Laissez Carla planifier votre voyage tortues dans le sud
La partie la plus difficile d’un voyage « tortues » n’est pas de repérer les animaux — c’est de savoir quels sites sont authentiques, quels centres sont accrédités, et comment tisser la forêt épineuse, le récif et les lémuriens en un seul itinéraire sud réalisable. Cette connaissance locale est exactement ce qu’apporte une spécialiste résidente. Carla peut vous orienter vers des sites légitimes et soucieux de la conservation, organiser la voiture et le chauffeur-guide pour les routes rudes du sud, et garder votre voyage éthique du début à la fin. Dites à Carla ce que vous voulez voir et laissez une locale construire l’itinéraire autour. Pour le volet faune sur le terrain, vous pouvez aussi parcourir les circuits faune du sud de Madagascar sur GetYourGuide.
Foire aux questions
Quel est le meilleur endroit pour voir une tortue radiée à Madagascar ?
Le sud-ouest aride est votre meilleur pari — la forêt épineuse autour de Toliara et d’Ifaty (y compris des réserves privées comme Reniala), le parc national protégé de Tsimanampetsotsa au sud, et les réserves de l’extrême sud près de Fort-Dauphin comme Berenty. Les tortues radiées sauvages sont devenues rares à cause du braconnage, une réserve bien protégée ou un centre de conservation accrédité offre donc l’observation la plus fiable.
Puis-je voir une tortue à soc à l’état sauvage ?
Réalistement, non. La tortue à soc (angonoka) ne survit à l’état sauvage qu’autour de la baie de Baly dans le nord-ouest, où sa minuscule population est maintenue sous stricte protection pour des raisons de conservation et de lutte contre le trafic. La seule manière concrète et responsable d’en voir une est dans un centre d’élevage de conservation accrédité.
Est-il éthique de tenir ou d’acheter une tortue à Madagascar ?
Non. N’achetez jamais de tortue, de carapace ni aucun produit dérivé, et ne manipulez jamais une tortue sauvage et ne posez pas avec. L’achat et la manipulation alimentent tous deux le trafic qui a dévasté les populations sauvages. Tenez-vous-en à l’observation d’animaux protégés à distance respectueuse, dans des réserves et centres légitimes.

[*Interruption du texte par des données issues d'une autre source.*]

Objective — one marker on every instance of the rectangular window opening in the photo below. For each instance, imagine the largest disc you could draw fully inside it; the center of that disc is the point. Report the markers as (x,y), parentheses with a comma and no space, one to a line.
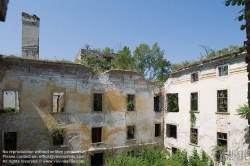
(157,130)
(130,132)
(96,134)
(173,105)
(156,104)
(172,131)
(223,70)
(222,101)
(58,102)
(194,77)
(222,139)
(131,102)
(194,136)
(97,101)
(97,159)
(58,136)
(10,102)
(194,101)
(10,141)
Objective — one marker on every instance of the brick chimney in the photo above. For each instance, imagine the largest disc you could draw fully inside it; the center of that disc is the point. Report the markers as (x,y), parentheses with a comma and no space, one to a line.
(30,36)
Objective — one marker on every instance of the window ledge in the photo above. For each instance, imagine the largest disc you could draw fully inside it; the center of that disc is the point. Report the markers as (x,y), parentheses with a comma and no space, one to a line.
(195,111)
(98,143)
(223,113)
(60,146)
(192,144)
(7,114)
(98,111)
(172,138)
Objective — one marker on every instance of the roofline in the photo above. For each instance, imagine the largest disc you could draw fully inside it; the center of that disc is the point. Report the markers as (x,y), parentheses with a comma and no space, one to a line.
(207,61)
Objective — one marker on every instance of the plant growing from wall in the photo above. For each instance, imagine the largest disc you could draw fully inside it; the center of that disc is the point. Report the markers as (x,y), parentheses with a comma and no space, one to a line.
(130,105)
(243,111)
(9,110)
(193,139)
(219,154)
(58,134)
(192,118)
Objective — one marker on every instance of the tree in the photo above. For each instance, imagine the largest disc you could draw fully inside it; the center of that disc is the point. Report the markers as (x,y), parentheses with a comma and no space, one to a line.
(123,60)
(151,62)
(108,50)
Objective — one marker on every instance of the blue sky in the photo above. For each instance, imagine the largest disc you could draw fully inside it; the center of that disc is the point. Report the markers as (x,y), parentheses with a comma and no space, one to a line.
(178,26)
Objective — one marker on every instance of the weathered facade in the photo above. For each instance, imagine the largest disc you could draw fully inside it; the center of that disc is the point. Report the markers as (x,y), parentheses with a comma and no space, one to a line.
(213,90)
(92,109)
(83,53)
(30,36)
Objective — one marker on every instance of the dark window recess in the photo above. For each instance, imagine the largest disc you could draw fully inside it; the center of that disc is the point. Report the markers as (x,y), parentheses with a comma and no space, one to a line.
(10,140)
(157,130)
(173,105)
(194,101)
(194,77)
(96,134)
(131,153)
(131,102)
(131,132)
(58,102)
(223,70)
(58,135)
(173,150)
(194,136)
(57,164)
(222,101)
(172,131)
(10,102)
(97,159)
(98,102)
(156,104)
(222,139)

Quand les tortues sont-elles le plus actives ?
Les tortues du sud ont tendance à être plus actives durant les périodes plus chaudes et plus humides, lorsque la végétation reverdit et que les animaux se déplacent et se nourrissent. Programmer vos journées « tortues » vers la partie la plus chaude de votre voyage améliore généralement vos chances de les voir en mouvement.
Comment se rendre au pays des tortues ?
Par Toliara, atteint soit par la longue route panoramique de la RN7 depuis Antananarivo, soit par un vol intérieur. De là, il vous faut un véhicule et idéalement un chauffeur-guide pour atteindre la forêt épineuse, Tsimanampetsotsa et les réserves de l’extrême sud. Une spécialiste résidente peut organiser l’itinéraire ainsi que la voiture et le chauffeur pour vous.